Author_Institution :
Univ. of Illinois at Urbana-Champaign, Urbana-Champaign
Abstract :
This paper describes the reliability MicroKernel (RMK) framework, a loadable kernel module (or a device driver) for providing application-aware reliability, and dynamically configuring reliability mechanisms. Characteristics of application/system execution are exploited transparently through application-aware reliability techniques to achieve low-latency detection, and low-overhead checkpointing. The RMK prototype is implemented in both Linux, and Windows; and it supports detection of application/OS failures, and transparent application checkpointing. Experiment results show that the system hang detection and application hang detection, which exploit characteristics of application, and system behavior, can achieve high coverage (100% observed in our experiments) with a low false positive rate.
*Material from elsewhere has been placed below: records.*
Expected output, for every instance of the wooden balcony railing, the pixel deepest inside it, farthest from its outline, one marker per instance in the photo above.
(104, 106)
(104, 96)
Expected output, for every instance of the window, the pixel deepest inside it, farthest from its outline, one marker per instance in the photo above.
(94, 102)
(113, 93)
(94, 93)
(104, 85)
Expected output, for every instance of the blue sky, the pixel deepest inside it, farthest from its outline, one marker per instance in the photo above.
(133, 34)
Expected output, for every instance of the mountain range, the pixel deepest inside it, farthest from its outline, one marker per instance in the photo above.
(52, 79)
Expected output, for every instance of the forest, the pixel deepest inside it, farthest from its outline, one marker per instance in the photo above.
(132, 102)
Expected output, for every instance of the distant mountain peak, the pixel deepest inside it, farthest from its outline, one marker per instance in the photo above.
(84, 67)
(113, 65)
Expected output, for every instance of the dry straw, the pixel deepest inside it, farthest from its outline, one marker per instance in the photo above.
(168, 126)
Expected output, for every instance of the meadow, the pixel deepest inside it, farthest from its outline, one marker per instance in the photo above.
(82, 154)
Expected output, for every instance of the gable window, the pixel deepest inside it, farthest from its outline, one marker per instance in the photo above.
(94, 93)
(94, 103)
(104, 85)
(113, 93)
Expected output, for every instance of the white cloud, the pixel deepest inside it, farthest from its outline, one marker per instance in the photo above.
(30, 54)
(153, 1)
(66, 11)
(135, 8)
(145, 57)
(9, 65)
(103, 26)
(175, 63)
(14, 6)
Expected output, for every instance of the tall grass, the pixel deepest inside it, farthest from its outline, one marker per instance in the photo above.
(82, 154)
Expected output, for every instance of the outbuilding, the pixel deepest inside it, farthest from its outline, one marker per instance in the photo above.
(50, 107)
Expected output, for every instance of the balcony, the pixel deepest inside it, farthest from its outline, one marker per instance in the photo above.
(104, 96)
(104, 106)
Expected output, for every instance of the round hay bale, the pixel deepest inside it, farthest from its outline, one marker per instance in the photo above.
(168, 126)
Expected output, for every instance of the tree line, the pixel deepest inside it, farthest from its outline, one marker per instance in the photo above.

Moreover, the performance overhead of RMK, and its detection/checkpointing mechanisms, is small: 0.6% for application hang detection, and 0.1% for transparent application checkpointing in the experiments.
Keywords :
Linux; checkpointing; operating system kernels; reliability; Linux; Windows; application hang detection; application-aware reliability; operating system; reliability microkernel; transparent application checkpointing; Application software; Checkpointing; Computer architecture; Computer crashes; Hardware; Kernel; Linux; Monitoring; Operating systems; Pins; Application aware reliability; OS-level error detection; system crash/hang detection; transparent application checkpointing;
Journal_Title :
Reliability, IEEE Transactions on
DOI :
10.1109/TR.2007.909758